La scritta è in stampatello, con una penna rossa: «Ce l’abbiamo fatta Giovà… Dopo 30 anni!!!». Non c'è firma, solo una data, il 16 gennaio 2023. Ma "Giovà" è Giovanni Falcone, e il bigliettino con questa dedica è sulla lapide della sua tomba, nella chiesa di San Domenico a Palermo. E allora anche la data si fa più chiara: Matteo Messina Denaro è in manette, a trent'anni da quelle stragi di Capaci e via D’Amelio che cambiarono il Paese.
Sono tanti i biglietti e le dediche che chi passa dalla chiesa palermitana – un pantheon per i siciliani illustri – lascia sulla lapide del magistrato.
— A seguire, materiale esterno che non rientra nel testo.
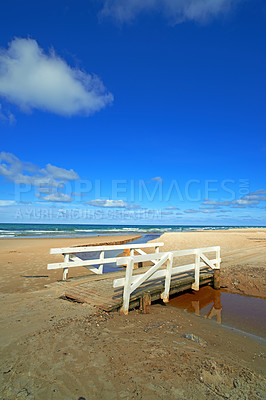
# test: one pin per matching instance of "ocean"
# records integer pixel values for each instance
(81, 230)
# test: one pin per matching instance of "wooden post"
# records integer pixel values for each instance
(195, 285)
(100, 269)
(168, 274)
(145, 303)
(127, 287)
(65, 270)
(216, 279)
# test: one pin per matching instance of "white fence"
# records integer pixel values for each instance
(72, 256)
(132, 282)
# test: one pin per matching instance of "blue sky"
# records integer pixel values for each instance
(133, 112)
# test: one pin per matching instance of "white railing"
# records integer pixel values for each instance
(72, 256)
(131, 282)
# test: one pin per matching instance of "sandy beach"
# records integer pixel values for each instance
(56, 349)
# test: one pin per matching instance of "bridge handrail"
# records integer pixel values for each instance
(131, 282)
(71, 258)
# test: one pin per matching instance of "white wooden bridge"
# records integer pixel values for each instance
(138, 285)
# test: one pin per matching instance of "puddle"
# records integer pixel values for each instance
(245, 313)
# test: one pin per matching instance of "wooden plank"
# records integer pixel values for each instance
(87, 249)
(141, 258)
(161, 273)
(84, 263)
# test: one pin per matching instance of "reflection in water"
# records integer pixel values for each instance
(206, 302)
(237, 311)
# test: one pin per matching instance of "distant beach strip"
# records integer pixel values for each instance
(77, 230)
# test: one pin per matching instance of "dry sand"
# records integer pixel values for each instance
(55, 349)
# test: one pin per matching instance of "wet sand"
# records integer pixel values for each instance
(56, 349)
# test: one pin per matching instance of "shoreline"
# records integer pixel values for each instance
(53, 348)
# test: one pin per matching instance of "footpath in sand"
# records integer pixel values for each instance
(55, 349)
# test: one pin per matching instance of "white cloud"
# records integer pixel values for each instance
(31, 79)
(112, 204)
(7, 116)
(157, 179)
(57, 196)
(21, 172)
(175, 10)
(216, 203)
(7, 203)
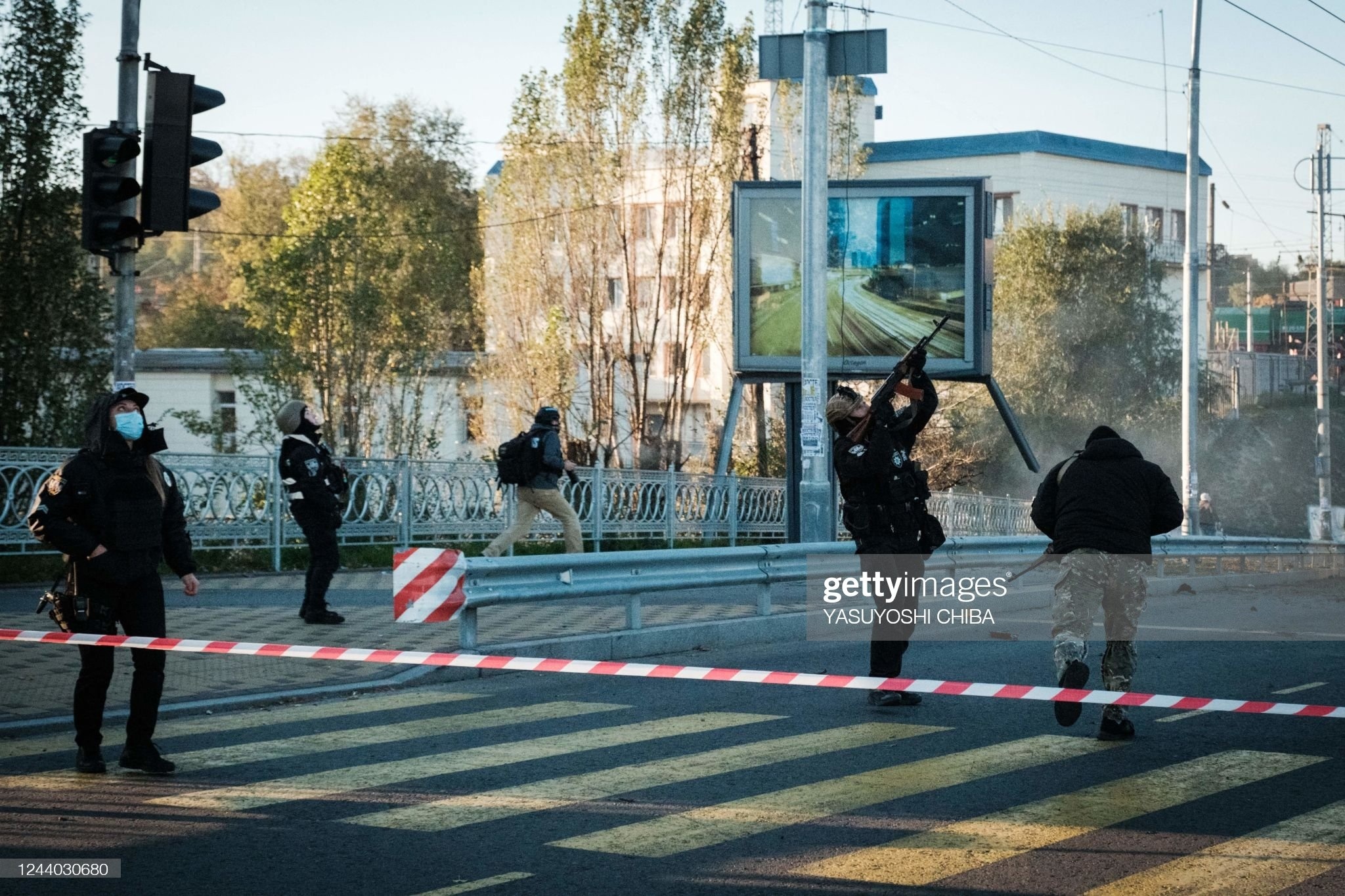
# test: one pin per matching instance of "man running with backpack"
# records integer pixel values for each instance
(533, 461)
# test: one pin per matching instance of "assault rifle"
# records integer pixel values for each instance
(1046, 558)
(889, 386)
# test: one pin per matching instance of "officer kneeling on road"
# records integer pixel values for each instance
(1099, 507)
(116, 513)
(315, 484)
(885, 503)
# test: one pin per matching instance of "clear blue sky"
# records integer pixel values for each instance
(286, 65)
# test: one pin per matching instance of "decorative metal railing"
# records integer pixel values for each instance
(233, 503)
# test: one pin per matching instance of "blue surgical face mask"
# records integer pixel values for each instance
(131, 425)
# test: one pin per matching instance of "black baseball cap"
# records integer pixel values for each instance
(129, 393)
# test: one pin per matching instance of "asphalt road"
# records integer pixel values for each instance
(552, 784)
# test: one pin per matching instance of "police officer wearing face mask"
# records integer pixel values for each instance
(885, 504)
(116, 513)
(315, 484)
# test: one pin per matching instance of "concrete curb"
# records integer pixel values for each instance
(646, 643)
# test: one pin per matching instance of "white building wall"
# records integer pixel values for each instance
(1040, 181)
(195, 390)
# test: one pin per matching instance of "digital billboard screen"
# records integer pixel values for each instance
(899, 257)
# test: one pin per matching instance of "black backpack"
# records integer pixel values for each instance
(519, 459)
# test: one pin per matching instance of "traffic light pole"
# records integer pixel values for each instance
(124, 259)
(817, 505)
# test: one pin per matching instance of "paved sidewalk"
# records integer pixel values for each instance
(39, 679)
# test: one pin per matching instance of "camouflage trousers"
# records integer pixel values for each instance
(1091, 580)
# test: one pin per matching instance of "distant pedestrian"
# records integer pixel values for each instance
(116, 513)
(315, 484)
(1099, 507)
(542, 490)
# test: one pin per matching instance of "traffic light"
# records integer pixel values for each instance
(171, 152)
(102, 224)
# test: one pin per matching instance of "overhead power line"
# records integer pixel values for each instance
(1106, 53)
(1285, 33)
(1248, 199)
(1327, 11)
(1069, 62)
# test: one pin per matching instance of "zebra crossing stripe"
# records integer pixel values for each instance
(1262, 863)
(169, 729)
(342, 781)
(698, 673)
(323, 742)
(558, 793)
(954, 849)
(709, 825)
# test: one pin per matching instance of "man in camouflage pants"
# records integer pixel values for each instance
(1101, 507)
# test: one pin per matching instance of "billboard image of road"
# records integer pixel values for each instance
(893, 264)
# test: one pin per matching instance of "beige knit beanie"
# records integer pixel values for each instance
(290, 416)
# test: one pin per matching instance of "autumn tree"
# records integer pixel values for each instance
(54, 340)
(365, 286)
(607, 227)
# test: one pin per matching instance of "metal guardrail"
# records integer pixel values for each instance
(755, 570)
(237, 501)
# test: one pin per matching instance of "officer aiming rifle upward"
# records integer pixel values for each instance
(893, 385)
(885, 498)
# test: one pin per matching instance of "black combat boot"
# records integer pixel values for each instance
(880, 698)
(89, 761)
(1074, 676)
(1119, 729)
(323, 617)
(146, 758)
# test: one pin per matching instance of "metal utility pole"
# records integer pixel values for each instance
(816, 504)
(124, 259)
(1191, 292)
(1321, 181)
(1250, 308)
(1210, 276)
(774, 19)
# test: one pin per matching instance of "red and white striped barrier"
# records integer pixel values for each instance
(695, 673)
(428, 585)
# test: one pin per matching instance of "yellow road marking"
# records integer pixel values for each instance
(1185, 715)
(1265, 861)
(966, 845)
(218, 757)
(340, 781)
(557, 793)
(242, 720)
(676, 833)
(479, 884)
(326, 740)
(1296, 689)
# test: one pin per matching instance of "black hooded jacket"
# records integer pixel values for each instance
(1110, 499)
(105, 495)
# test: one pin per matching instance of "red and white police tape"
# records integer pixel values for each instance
(428, 585)
(695, 673)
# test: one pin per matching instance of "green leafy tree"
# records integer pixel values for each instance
(1083, 335)
(54, 340)
(369, 285)
(612, 209)
(192, 282)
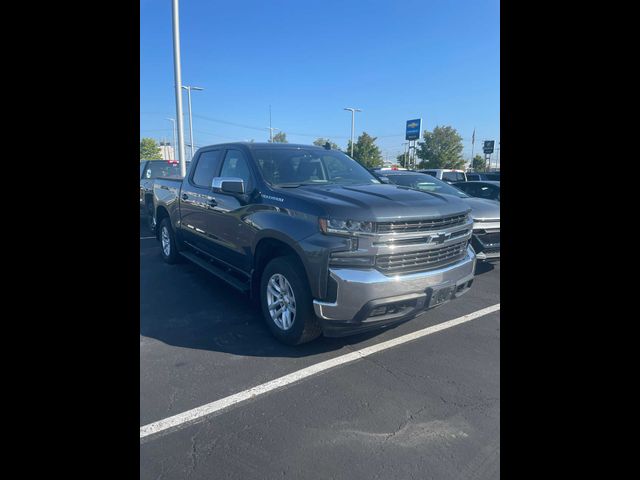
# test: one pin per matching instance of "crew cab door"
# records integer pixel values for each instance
(196, 200)
(232, 241)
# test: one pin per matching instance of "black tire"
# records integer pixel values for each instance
(151, 219)
(172, 256)
(151, 223)
(306, 326)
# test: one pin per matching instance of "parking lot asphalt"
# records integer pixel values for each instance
(429, 408)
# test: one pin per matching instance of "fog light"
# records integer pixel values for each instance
(378, 311)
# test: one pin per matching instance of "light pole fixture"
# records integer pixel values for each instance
(353, 123)
(173, 120)
(177, 72)
(188, 88)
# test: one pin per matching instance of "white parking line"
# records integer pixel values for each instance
(197, 414)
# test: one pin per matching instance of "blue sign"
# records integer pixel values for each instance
(413, 129)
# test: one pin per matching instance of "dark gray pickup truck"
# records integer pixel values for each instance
(323, 245)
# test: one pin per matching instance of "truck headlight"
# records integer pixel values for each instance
(345, 227)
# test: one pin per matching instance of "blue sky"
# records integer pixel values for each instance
(395, 60)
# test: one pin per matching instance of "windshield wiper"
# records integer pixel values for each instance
(296, 185)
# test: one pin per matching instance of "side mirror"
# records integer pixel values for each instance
(228, 184)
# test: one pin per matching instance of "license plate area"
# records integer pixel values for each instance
(441, 295)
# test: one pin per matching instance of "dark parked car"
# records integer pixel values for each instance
(492, 176)
(149, 171)
(481, 189)
(486, 213)
(317, 240)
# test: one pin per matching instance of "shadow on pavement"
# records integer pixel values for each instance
(184, 306)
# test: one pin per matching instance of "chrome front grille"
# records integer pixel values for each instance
(422, 260)
(413, 226)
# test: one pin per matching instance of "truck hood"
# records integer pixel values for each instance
(483, 208)
(376, 202)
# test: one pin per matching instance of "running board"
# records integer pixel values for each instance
(217, 271)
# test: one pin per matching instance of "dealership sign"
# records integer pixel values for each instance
(413, 129)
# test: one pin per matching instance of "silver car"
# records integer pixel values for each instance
(486, 213)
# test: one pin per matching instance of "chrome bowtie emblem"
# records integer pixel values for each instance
(439, 238)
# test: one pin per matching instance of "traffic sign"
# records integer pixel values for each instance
(413, 129)
(488, 146)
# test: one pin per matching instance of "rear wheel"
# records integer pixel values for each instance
(286, 302)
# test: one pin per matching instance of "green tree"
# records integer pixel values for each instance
(478, 163)
(149, 149)
(441, 148)
(322, 141)
(365, 151)
(280, 137)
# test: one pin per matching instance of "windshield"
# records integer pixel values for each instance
(427, 183)
(292, 167)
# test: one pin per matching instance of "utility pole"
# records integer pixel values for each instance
(271, 129)
(177, 72)
(353, 123)
(174, 137)
(405, 153)
(473, 141)
(188, 88)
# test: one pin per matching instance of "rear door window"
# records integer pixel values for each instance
(206, 168)
(236, 165)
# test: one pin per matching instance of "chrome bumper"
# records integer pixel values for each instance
(359, 291)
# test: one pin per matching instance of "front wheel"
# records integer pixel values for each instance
(287, 305)
(168, 250)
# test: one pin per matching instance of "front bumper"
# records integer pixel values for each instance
(486, 240)
(361, 295)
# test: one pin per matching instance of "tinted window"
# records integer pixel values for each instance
(296, 166)
(470, 188)
(486, 191)
(425, 182)
(162, 169)
(206, 168)
(453, 176)
(235, 165)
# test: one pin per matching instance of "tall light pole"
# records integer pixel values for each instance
(173, 120)
(188, 88)
(271, 129)
(353, 124)
(177, 69)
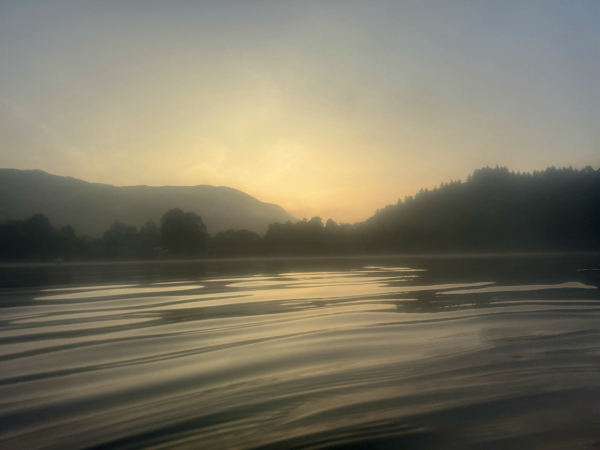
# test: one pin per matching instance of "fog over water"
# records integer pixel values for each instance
(417, 353)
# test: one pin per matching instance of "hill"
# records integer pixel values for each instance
(494, 210)
(91, 207)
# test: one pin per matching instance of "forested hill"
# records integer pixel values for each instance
(494, 210)
(91, 208)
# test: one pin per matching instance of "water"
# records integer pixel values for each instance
(418, 353)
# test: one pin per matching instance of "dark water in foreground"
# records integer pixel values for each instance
(417, 353)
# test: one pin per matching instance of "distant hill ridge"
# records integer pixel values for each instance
(92, 207)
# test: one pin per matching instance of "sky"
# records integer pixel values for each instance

Ieri si è aggiunto anche questo: di sollievo, di soddisfazione, forse anche di rabbia, con quei tre punti esclamativi, uno per ogni decennio in attesa della giustizia. L’immagine è stata pubblicata sui social dalla Fondazione Falcone, che ha postato una foto doppia: il boss nelle mani dei carabinieri e la tomba del giudice, gremita di foglietti e messaggi.
«Una giornata straordinaria – il commento della Fondazione alle foto – Un grande successo della Procura della Repubblica di Palermo e dell’Arma dei Carabinieri: il miglior modo per ricordare Giovanni Falcone e Paolo Borsellino nel trentesimo anniversario delle stragi. Siamo grati allo Stato e alle Istituzioni e anche in questa giornata di gioia siamo dalla parte giusta. Da un lato l’arresto dell’ultimo boss stragista Matteo Messina Denaro, il peggior criminale e latitante d’Italia, dall’altro la fiducia e la speranza che vincono: un giovane laureato che ha lasciato ieri in segno di impegno la sua corona di alloro sulla tomba».
E chissà chi ha lasciato quel biglietto "Ce l’abbiamo fatta": piace immaginare che dietro quel plurale ci sia un collega della Procura, o magari un carabiniere. O forse non c'è nessuno dei due: forse a lasciare quel messaggio al giudice è stato un cittadino, un palermitano come tanti che si è sentito parte, in questi anni, della lotta alla mafia. Che ha fatto sua una delle lezioni di Falcone, scritta anche sul marmo di San Domenico: "Gli uomini passano, le idee restano. Restano le loro tensioni morali e continueranno a camminare sulle gambe di altri uomini».